Mas a historiadora vai mais longe e mais rápido, iluminando com a sua clarividência as inúmeras e terríveis implicações de tolerarmos ou desvalorizarmos a noção da “beleza de matar”. É que, explica ela com uma linearidade assombrosa, “os assassinos do ucraniano, segundo a tese de Tiago Rodrigues, podem muito bem ter actuado impelidos por uma irreprimível sede de beleza”. Estaríamos assim, se não desvirtuo o pensamento de Bonifácio, muito perto de legitimar o assassinato de Ihor Homeniuk como uma espécie de arte performática.

 

Já dizia Oscar Wilde que “toda a arte é simultaneamente superfície e símbolo. Os que penetram para lá da superfície, fazem-no a suas próprias expensas. Os que lêem o símbolo fazem-no a suas próprias expensas.” Felizmente ainda existem pessoas corajosas como a historiadora, que não se deixam intimidar pela opacidade do símbolo, nem hesitam perante a sua aplicação empírica.
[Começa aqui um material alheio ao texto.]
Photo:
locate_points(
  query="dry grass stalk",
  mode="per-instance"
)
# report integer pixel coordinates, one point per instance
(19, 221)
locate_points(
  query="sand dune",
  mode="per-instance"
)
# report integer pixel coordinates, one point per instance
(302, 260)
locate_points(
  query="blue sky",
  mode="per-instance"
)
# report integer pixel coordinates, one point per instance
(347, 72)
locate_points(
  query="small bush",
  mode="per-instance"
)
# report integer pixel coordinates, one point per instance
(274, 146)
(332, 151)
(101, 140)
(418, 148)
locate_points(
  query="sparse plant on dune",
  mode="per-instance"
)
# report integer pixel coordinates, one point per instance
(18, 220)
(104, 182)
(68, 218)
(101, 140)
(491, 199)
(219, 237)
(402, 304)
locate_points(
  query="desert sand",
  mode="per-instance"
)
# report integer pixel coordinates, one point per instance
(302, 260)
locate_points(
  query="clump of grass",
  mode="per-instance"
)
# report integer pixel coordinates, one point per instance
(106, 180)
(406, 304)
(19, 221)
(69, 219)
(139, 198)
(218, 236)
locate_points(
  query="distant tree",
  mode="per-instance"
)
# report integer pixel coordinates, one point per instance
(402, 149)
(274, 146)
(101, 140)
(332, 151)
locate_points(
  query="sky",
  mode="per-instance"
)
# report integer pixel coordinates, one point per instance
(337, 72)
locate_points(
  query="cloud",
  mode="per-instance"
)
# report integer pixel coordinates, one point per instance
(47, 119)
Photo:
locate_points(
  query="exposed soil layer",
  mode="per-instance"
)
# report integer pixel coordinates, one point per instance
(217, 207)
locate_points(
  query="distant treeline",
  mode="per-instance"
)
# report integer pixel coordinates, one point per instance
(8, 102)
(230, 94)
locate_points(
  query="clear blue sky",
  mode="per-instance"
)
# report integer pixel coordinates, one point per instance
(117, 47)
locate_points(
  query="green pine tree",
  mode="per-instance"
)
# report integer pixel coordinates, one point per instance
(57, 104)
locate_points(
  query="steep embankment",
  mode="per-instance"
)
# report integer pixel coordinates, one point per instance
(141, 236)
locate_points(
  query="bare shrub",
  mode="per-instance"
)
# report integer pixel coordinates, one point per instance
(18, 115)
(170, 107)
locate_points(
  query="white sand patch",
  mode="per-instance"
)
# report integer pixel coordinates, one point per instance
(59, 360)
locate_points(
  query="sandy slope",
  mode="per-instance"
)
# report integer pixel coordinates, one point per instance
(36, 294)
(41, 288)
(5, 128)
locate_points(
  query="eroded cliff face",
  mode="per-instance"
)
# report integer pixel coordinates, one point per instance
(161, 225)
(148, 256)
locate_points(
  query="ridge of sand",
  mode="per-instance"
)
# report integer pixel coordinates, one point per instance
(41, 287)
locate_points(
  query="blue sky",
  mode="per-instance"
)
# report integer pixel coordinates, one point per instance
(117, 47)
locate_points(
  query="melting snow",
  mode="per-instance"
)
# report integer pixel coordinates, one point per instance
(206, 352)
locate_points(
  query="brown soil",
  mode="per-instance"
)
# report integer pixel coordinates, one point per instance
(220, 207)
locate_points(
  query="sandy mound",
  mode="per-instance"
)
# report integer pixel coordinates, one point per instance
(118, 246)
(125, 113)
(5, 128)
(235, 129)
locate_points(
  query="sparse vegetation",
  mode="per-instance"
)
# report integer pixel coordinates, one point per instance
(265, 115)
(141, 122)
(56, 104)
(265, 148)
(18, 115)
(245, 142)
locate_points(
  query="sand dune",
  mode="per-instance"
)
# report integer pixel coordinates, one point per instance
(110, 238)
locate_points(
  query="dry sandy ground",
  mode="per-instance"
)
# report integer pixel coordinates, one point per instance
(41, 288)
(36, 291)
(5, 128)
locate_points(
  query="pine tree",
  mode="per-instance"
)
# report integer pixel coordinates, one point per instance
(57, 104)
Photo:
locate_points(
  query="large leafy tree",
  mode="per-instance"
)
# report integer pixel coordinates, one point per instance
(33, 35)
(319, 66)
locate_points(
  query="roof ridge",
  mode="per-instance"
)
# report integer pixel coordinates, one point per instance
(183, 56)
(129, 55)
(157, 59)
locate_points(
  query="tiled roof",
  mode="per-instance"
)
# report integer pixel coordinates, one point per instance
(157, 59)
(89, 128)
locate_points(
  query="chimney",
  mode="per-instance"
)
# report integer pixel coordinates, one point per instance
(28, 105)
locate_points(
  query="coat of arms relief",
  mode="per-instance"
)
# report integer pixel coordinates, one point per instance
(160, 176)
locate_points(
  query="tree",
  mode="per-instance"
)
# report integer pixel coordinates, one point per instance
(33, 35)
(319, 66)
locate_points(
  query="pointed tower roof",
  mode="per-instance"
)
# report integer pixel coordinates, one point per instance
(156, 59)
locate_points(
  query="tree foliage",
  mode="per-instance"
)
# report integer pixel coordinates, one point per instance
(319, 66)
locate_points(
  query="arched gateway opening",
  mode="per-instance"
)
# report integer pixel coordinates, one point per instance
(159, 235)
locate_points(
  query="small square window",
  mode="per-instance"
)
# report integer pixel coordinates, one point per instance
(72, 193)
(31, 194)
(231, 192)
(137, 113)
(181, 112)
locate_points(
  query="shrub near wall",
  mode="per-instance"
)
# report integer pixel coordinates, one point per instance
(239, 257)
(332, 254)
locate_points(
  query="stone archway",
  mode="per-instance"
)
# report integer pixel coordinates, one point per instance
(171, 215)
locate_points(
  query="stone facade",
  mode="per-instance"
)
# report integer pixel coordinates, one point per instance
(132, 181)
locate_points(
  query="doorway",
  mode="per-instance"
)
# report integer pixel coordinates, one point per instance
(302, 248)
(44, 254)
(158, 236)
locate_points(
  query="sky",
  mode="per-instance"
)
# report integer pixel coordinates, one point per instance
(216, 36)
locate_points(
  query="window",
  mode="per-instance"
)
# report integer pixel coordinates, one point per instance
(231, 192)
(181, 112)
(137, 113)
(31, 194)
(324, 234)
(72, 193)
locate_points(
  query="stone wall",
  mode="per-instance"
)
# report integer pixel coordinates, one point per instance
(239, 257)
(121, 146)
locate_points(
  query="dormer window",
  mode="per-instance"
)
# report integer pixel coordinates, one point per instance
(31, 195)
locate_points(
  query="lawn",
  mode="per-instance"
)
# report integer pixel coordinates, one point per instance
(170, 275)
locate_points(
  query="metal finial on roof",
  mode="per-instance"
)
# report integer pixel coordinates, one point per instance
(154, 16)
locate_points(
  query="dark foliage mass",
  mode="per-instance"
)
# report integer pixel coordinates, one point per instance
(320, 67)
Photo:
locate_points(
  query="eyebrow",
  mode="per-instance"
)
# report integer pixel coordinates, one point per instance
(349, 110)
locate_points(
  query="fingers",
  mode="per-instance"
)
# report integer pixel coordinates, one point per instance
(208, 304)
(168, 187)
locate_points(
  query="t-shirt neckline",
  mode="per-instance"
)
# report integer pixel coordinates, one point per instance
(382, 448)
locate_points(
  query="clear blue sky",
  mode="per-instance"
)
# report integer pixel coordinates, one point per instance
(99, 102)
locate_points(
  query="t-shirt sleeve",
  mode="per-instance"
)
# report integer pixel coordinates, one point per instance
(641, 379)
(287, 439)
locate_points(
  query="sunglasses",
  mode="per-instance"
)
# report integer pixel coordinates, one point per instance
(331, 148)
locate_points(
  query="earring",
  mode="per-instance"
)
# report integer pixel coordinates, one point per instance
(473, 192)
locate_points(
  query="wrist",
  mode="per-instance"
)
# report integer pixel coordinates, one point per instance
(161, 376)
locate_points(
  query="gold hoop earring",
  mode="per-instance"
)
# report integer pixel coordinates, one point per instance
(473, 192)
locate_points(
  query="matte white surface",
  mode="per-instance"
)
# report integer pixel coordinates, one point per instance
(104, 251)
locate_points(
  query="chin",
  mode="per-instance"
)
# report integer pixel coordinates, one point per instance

Devemos estar todos gratos à professora doutora M. Fátima Bonifácio pela sua luta persistente e corajosa contra a barbárie esquerdista, a bem da nação e da preservação da fauna fascista. Principalmente aquela que na região demarcada do Chega pode ajudar a “terraplanar um território em que uma direita liberal e conservadora poderia assentar arraiais”, como ela escreveu num outro artigo, intitulado Desnorte. A minha única objecção é em relação ao termo “terraplanar”. Aterro e escavação parece-me um pouco sinistro, propício a evocações de violência e desordem, algo tão longe da tradição de uma conservadora de boa cepa.